In a classic case of so-called reverse discrimination, the court reversed a lower court decision and agreed with the claims of Joseph Quinn, Sean O’Brien, Robert Dillon and Joseph Sullivan, who argued that a quota system established nearly 30 years ago to redress low minority representation in the department was no longer constitutionally permissible because its goal of racial parity had already been met.
At issue was a consent decree enacted in 1974 that was designed to help blacks and Hispanics gain entry into the department. The decree required that one minority would be hired for every white hired. The practice was to end when the city achieved a complement of minority firefighters commensurate with the percentage of minorities in the community.
The Appeals Court found that in November 2000 blacks and Hispanics comprised slightly over 38 percent of Boston’s overall population. At the same time, blacks and Hispanics comprised approximately 40 percent of the firefighters within the department.
Despite average scores of 99 on the Civil Service exam, none of the four was hired in the fall of 2000 when 50 firefighters positions were filled. At least 23 minority applicants with lower scores were hired, prompting the suit against Mayor Thomas Menino and other city officials.
The Appeals Court ruled that city officials violated the men’s constitutional rights “by depriving them of an equal opportunity to compete for positions in the BFD.”
The court concluded that “a public employer who consents to the use of race as a factor in order to palliate the lingering effects of past discrimination must maintain continuous oversight in order to ensure that the decree works the least possible harm to other innocent persons competing for employment. . . . The City applied a consent-decree, previously held to be constitutional, for too long.”
The court ordered the case remanded to the federal district court for corrective action.
One of the four men, Joseph Quinn, was hired earlier this year after scoring 100 on the test.

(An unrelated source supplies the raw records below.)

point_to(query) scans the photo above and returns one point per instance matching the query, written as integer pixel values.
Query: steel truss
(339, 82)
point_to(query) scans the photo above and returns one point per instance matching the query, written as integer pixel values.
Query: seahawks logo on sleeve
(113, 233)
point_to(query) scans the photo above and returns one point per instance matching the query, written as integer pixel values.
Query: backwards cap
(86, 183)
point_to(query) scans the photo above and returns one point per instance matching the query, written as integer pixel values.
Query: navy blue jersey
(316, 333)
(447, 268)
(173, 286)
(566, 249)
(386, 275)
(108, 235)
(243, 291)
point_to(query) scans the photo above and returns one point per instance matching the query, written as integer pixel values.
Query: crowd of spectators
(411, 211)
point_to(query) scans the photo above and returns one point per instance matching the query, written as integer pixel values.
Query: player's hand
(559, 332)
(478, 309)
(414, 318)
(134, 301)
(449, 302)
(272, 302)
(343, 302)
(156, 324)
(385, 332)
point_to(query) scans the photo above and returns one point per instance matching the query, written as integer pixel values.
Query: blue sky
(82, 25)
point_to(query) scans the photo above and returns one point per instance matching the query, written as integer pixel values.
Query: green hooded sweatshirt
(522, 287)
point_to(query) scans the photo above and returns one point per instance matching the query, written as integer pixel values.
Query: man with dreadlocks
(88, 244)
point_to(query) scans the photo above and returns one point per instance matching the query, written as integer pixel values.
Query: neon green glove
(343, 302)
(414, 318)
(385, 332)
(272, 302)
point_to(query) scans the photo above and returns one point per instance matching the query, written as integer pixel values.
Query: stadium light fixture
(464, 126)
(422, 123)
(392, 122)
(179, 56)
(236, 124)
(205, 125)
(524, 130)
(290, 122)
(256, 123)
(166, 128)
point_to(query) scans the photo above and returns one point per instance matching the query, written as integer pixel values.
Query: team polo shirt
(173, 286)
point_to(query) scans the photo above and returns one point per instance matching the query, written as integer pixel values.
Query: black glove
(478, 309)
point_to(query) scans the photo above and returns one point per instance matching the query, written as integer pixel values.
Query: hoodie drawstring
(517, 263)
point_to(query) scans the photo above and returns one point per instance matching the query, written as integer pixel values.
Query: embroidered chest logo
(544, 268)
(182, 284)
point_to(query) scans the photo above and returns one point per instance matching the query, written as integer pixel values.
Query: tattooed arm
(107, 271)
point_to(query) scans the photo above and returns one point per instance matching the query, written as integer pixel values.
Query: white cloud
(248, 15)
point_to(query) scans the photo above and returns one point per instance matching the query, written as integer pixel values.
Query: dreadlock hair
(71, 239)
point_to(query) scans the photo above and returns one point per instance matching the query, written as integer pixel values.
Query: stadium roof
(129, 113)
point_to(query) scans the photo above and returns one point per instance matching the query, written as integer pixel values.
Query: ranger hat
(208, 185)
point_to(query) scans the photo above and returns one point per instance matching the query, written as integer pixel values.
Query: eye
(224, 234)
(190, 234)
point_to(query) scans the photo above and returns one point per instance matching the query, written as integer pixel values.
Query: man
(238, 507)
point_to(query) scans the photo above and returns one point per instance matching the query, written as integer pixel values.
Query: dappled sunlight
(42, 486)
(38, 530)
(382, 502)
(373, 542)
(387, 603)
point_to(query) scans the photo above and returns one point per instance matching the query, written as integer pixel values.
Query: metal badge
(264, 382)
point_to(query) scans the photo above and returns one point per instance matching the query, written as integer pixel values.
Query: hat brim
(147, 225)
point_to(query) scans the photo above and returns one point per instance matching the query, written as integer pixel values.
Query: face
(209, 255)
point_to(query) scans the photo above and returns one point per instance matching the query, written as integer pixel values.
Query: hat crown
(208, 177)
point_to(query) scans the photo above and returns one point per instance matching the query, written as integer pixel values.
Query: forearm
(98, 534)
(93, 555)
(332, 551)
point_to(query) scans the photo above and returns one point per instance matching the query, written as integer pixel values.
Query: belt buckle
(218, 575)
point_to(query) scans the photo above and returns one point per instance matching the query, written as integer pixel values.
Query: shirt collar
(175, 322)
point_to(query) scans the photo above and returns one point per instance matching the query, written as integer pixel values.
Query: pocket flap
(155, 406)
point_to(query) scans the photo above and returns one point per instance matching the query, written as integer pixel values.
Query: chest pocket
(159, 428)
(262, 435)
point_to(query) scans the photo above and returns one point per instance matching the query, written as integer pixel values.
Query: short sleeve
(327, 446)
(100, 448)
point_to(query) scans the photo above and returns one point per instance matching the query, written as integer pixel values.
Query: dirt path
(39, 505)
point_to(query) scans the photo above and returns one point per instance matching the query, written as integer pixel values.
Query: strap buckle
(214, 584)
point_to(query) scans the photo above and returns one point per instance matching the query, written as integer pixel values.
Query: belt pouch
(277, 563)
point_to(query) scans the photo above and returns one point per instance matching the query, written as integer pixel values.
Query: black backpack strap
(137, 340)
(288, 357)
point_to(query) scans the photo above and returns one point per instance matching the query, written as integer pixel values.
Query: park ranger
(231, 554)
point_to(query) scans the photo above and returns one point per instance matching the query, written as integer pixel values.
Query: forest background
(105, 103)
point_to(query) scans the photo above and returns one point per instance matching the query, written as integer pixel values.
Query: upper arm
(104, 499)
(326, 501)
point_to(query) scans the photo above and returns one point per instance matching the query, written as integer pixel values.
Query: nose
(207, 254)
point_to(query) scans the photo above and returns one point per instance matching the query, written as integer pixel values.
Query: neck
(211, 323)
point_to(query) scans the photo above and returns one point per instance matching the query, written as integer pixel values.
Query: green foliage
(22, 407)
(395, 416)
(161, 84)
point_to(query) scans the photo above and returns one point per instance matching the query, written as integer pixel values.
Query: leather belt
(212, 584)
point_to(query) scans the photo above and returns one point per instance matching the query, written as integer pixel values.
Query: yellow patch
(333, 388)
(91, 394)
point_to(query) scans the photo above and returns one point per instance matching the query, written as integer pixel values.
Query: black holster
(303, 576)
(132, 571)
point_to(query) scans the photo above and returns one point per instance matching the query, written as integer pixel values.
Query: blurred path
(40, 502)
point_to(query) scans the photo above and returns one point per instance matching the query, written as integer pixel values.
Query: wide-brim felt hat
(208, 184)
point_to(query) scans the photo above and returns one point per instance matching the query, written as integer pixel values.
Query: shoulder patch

The other three, along with another man who recently joined the suit, now expect to be working in the fire department in the near future. They may also seek seniority and back pay.
O’Brien, a 35-year-old emergency medical technician, has been trying to follow in his late father’s footsteps for many years. He was 8 years old when his father, a captain and 30-year veteran of the fire department, passed away.
“It was great to finally get some good news,” he said this week. “I still have my father’s helmet and his badge, and I’ll ask by mother to pin the badge on me when we have the graduation ceremonies.”